Professor Trudel, from the Department of Medicine at the Université de Montréal, Quebec, Canada, was awarded the prize for the comprehensive research program she established on autosomal dominant polycystic kidney disease (ADPKD). 

The Trudel laboratory is working on deciphering the cellular and physiologic mechanisms responsible for PKD by developing the most relevant mouse models that closely reproduce human renal and extrarenal ADPKD manifestations. Studies from her team have advanced the understanding of the molecular pathogenesis of ADPKD and identified potential therapeutic targets for PKD treatment toward preclinical and clinical investigation. 
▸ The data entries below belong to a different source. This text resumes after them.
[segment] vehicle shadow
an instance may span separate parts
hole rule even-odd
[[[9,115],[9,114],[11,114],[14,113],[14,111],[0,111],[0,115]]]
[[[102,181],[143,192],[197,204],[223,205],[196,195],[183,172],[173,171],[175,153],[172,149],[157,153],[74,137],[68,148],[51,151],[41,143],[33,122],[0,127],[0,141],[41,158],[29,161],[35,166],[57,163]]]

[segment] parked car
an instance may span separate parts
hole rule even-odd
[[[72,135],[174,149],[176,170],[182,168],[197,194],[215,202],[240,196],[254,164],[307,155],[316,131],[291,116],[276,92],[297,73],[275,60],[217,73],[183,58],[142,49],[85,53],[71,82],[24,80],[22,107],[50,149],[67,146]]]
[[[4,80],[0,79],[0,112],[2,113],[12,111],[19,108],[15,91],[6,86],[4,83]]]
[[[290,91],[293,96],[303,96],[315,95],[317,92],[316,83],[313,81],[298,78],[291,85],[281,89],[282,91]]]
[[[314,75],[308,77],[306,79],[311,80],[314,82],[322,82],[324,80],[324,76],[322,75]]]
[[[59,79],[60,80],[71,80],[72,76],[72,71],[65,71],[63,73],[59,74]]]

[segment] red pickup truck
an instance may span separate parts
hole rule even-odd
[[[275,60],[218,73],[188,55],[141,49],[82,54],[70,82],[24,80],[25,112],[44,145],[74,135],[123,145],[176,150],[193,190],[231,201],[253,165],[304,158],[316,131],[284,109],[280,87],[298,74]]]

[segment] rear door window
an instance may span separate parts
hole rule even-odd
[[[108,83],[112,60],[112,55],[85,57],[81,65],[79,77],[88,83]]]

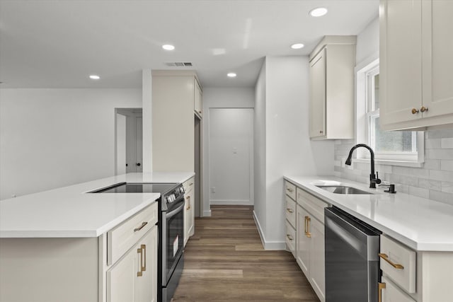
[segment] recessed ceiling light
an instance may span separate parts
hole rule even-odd
[[[312,17],[321,17],[327,13],[327,8],[325,7],[319,7],[310,11],[309,13]]]
[[[162,48],[164,48],[165,50],[173,50],[175,49],[175,47],[171,45],[170,44],[166,44],[165,45],[162,45]]]
[[[302,43],[296,43],[291,45],[291,48],[292,48],[293,50],[300,50],[305,45],[304,45]]]

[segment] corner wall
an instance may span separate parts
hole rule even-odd
[[[115,175],[115,108],[140,89],[1,89],[0,199]]]

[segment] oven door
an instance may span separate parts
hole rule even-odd
[[[175,267],[183,254],[184,243],[184,198],[175,202],[173,209],[163,212],[162,282],[167,284]]]

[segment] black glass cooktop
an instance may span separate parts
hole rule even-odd
[[[91,193],[161,193],[161,195],[176,186],[176,183],[120,182]]]

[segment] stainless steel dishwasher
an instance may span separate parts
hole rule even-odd
[[[377,302],[381,232],[336,207],[324,214],[326,302]]]

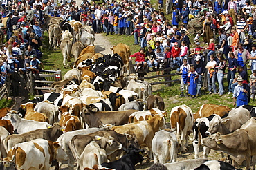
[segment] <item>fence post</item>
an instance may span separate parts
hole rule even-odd
[[[59,68],[57,68],[57,71],[54,73],[54,77],[55,82],[62,80],[62,71],[59,70]]]

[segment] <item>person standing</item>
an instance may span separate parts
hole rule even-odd
[[[179,97],[184,97],[184,90],[185,90],[186,93],[185,97],[188,97],[188,73],[190,70],[190,66],[188,64],[188,60],[186,59],[183,59],[183,64],[180,68],[181,75],[181,95]]]
[[[9,13],[7,15],[7,17],[8,17],[8,19],[6,21],[6,28],[7,28],[6,41],[8,41],[9,39],[10,38],[10,37],[12,37],[12,14]]]
[[[140,23],[140,46],[145,48],[147,46],[147,28],[145,27],[144,23]]]
[[[213,89],[214,93],[217,94],[216,91],[216,84],[215,84],[215,79],[216,79],[216,74],[215,74],[215,66],[217,65],[217,62],[214,60],[214,55],[212,55],[210,56],[210,59],[207,64],[205,68],[208,69],[207,72],[207,79],[208,81],[208,91],[209,95],[212,94],[212,90]]]
[[[238,84],[235,87],[233,94],[234,106],[247,105],[250,100],[250,88],[247,84],[243,83],[243,78],[239,76],[237,78]],[[248,97],[249,96],[249,97]]]
[[[113,34],[113,20],[115,17],[113,15],[113,11],[110,12],[110,15],[108,17],[109,25],[107,26],[107,31],[106,36],[109,35],[109,32],[111,34]]]
[[[196,58],[194,59],[195,64],[194,64],[194,68],[196,73],[199,75],[197,84],[196,84],[196,94],[198,95],[201,95],[201,88],[203,84],[203,75],[205,73],[205,66],[204,62],[201,59],[200,55],[196,55]]]
[[[219,84],[219,95],[222,96],[224,92],[224,84],[223,83],[223,79],[224,78],[226,62],[223,55],[218,56],[218,59],[219,62],[216,66],[217,72],[217,77]]]
[[[190,71],[188,73],[188,78],[189,78],[189,82],[188,82],[188,94],[190,95],[191,98],[196,97],[196,84],[198,82],[199,78],[199,74],[196,73],[196,71],[194,69],[194,66],[190,66]]]
[[[101,6],[98,6],[98,9],[94,12],[96,20],[96,33],[100,33],[101,31],[101,22],[103,16],[103,11],[101,10]]]

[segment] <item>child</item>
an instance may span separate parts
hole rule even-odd
[[[194,37],[194,41],[199,41],[199,39],[200,39],[200,37],[201,37],[201,35],[202,34],[201,31],[199,30],[196,37]]]
[[[190,66],[188,64],[188,61],[186,59],[183,60],[183,64],[180,68],[181,75],[181,95],[179,97],[184,97],[184,90],[186,91],[185,97],[188,97],[188,72],[190,70]],[[185,88],[184,88],[185,87]]]
[[[151,38],[150,38],[150,40],[148,42],[148,46],[149,47],[152,47],[152,50],[154,51],[155,49],[156,49],[156,43],[155,41],[154,41],[154,35],[151,35]]]
[[[214,39],[211,39],[209,42],[209,46],[205,48],[208,50],[208,53],[207,54],[207,57],[208,57],[208,61],[210,61],[210,56],[211,55],[214,54],[215,53],[215,40]]]
[[[255,97],[256,70],[254,70],[253,74],[250,76],[250,86],[252,87],[252,95],[250,97],[254,100]]]
[[[194,66],[190,66],[190,71],[188,73],[188,94],[190,95],[191,98],[196,97],[196,84],[197,84],[197,79],[199,77],[199,75],[197,72],[195,70]]]
[[[235,57],[235,55],[232,52],[229,53],[228,57],[228,86],[229,86],[229,83],[230,79],[235,79],[235,73],[237,72],[236,68],[237,67],[237,60]]]
[[[129,61],[131,61],[131,57],[135,58],[135,63],[137,66],[137,71],[139,68],[140,65],[143,65],[143,68],[145,68],[147,66],[147,62],[145,61],[145,49],[144,48],[140,48],[140,51],[135,53],[134,54],[131,55],[129,58]]]

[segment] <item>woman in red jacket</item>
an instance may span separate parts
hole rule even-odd
[[[131,57],[135,57],[135,63],[137,66],[137,70],[140,66],[143,66],[143,68],[145,68],[147,66],[147,62],[145,61],[145,49],[144,48],[140,48],[139,52],[136,52],[134,54],[131,55],[129,58],[129,60],[131,60]]]
[[[172,55],[173,64],[172,67],[174,68],[177,66],[177,72],[180,72],[180,67],[181,66],[181,60],[179,57],[179,54],[181,53],[181,48],[178,46],[178,43],[175,42],[174,46],[172,47],[171,53]]]

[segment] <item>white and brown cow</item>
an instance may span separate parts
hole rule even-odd
[[[122,126],[114,126],[111,130],[120,134],[129,134],[136,135],[138,144],[141,147],[146,147],[150,151],[150,158],[152,154],[152,141],[155,133],[160,129],[166,128],[163,116],[156,115],[147,120],[143,120],[131,124],[127,124]]]
[[[181,153],[185,152],[185,147],[188,147],[189,131],[193,126],[193,113],[190,108],[185,104],[182,104],[174,107],[171,111],[170,115],[170,122],[171,124],[172,131],[176,131],[178,140],[181,144]],[[181,137],[180,137],[180,133]],[[184,142],[185,141],[185,144]]]
[[[221,151],[231,156],[238,164],[246,161],[246,169],[250,169],[250,158],[253,156],[253,169],[255,169],[256,147],[255,117],[250,118],[246,124],[232,133],[221,135],[217,133],[203,139],[205,146]],[[235,165],[233,162],[232,165]]]
[[[165,116],[167,114],[166,111],[160,111],[157,108],[150,109],[149,111],[136,111],[129,117],[129,123],[136,122],[138,121],[147,120],[149,117],[156,115]]]
[[[230,108],[228,106],[206,104],[200,106],[196,113],[194,115],[194,119],[206,117],[213,114],[219,115],[221,117],[228,113],[230,111]]]
[[[18,170],[49,169],[53,161],[67,159],[58,142],[36,139],[14,146],[3,159],[3,164],[8,167],[14,162]]]
[[[100,165],[107,162],[107,155],[122,148],[122,144],[109,136],[95,136],[95,140],[91,142],[85,147],[78,162],[77,169],[92,168],[93,165]]]

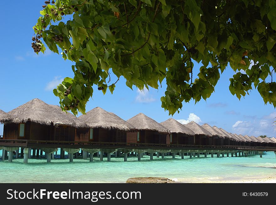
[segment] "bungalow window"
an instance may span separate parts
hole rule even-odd
[[[90,132],[89,133],[89,139],[93,139],[93,128],[90,128]]]
[[[19,126],[19,136],[25,136],[25,124],[20,124]]]

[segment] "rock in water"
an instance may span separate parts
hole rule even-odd
[[[130,178],[126,180],[127,183],[171,183],[174,181],[168,178],[162,177],[135,177]]]

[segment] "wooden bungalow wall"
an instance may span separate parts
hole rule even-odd
[[[59,140],[56,139],[55,130],[56,129],[53,125],[50,126],[42,125],[35,122],[28,121],[25,124],[25,136],[19,136],[18,124],[14,123],[5,124],[4,126],[3,138],[6,139],[24,139],[36,140]],[[61,126],[61,127],[62,126]],[[75,128],[68,126],[69,128],[68,140],[74,141],[75,138]]]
Professor Trudel joined the Institut de Recherches Cliniques de Montréal (IRCM) as the unit director of Molecular Genetic and Development in 1989 and is a professor in the Department of Medicine and Biochemistry at Université de Montréal and adjunct professor at McGill University in Quebec, Canada. She obtained her Ph.D. in 1982 from Université Pierre et Marie Curie in Biochemistry with Dr. Marianne Grunberg-Manago (president, National Academy of Science) at Institut de Biologie Physico-Chimique, Paris. She did post-doctoral training with Drs. Mark Meuth and Tomas Lindahl (Nobel laureate 2015), at Imperial Cancer Research Fund, London, UK, and with Dr. Frank Costantini at Columbia University, NY, USA.  

Professor Trudel received studentships and fellowships from Foreign Affairs France, the Medical Research Foundation, Paris, the Institut de Recherche en Santé et Sécurité du travail Quebec, the American Leukemia Society, the Centennial Fellowship Medical Research Council of Canada, and scholarships from Fonds de Recherche du Québec – Santé.